Os argumentos utilizados por eles me parecem frágeis. Mas, como sou leigo no assunto, gostaria da opinião dos nossos especialistas do blog.
Ontem, a Miriam Leitão fez um comentário na CBN, que tinha como base a afirmativa de que, se fosse um país, o Rio de Janeiro teria uma produção diária de petróleo que o colocaria em uma posição de destaque no cenário mundial. Portanto, merece receber mais royaltes.
Será?
Pergunto: se o RJ fosse uma país deveria ter feito todo o investimento para detectar e produzir o petróleo que existe nas águas oceânicas. Foi o Rio que fez este investimento ou a União?
Quem investiu em tecnologia para a descoberta do pré-sal? Os “estados produtores” ou a União?
Quem é o verdadeiro produtor de petróleo no Brasil?
Me ajuda aí, gente, que eu fico confuso.
Autor: luisnassif - Categoria(s): Novo Modelo Tags: pré-sal, Rio de Janeiro, roylaties

Creio que a discussão deve ser outra, RJ, SP devem respeitar a necessidade de crescimento dos demais estados da federação.
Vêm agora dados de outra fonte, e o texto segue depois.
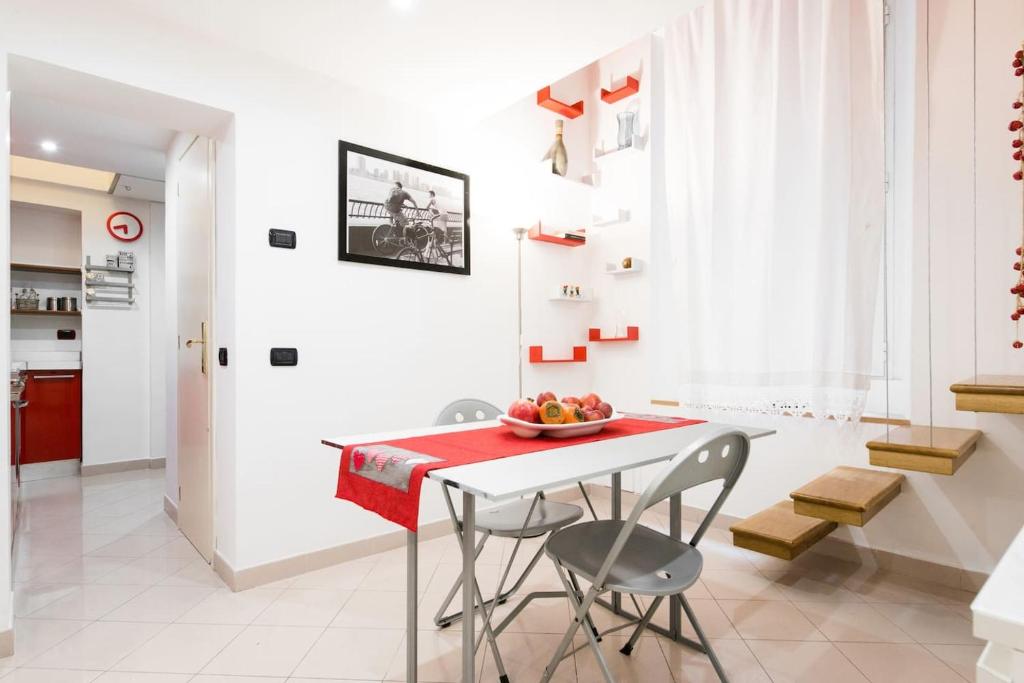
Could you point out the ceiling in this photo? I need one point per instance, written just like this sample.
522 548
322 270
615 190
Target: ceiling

Enquanto quiserem levar vantagem continuarão a prejudicar a nação.
É por esta razão que qualquer candidato de SP ou do RJ a presidencia da republica e mal visto pelos demais estados.
É necessário repensar o Brasil politica e administrativamente. É muita riqueza para dividir pra todos. Ninguem precisa levar vantagem. Se soubermos dividir, as migrações tb vão se reduzir e provavelmente vamos começar a verificar o retorno de familias nordestinas, mineiras, goianas, nortinas para as suas origens, porque terão mais oportunidades, mais justiça na distriguição de renda.
O Governo Lula começa a executar este projeto. Quem se dispõe a continuar?
Eu gostaria de saber qual a vantagem que São Paulo leva em relação aos demais Estados? São Paulo e outros Estados pagam muito mais em impostos a União do que recebem. A União é um fardo para os Estados mais ricos.
opa, calma lá. Que história é essa da União ser um fardo para os Estados mais ricos???
São Paulo é o maior consumidor de gasolina do país, e recebe ICMS por isso, cobrado no destino , e não na origem , como é o caso de todos os outros produtos.
A unica exceção a regra universal de que o ICMS deve ser cobrado na origem.
Ainda.digo.mais
desde.quando.a.elite.financista.de.São.Paulo
não.mama.nas.tetas.da.união?
Serão grandes investimentos em ciência e tecnologia e as grandes empresas que serão instaladas nestes estados. O RN só passou a ser o segundo estado produtor por ser o petróleo mais barato de exploração. Por questão logística (não sei), SP tem a maior refinaria sem produzir petróleo (também não sei).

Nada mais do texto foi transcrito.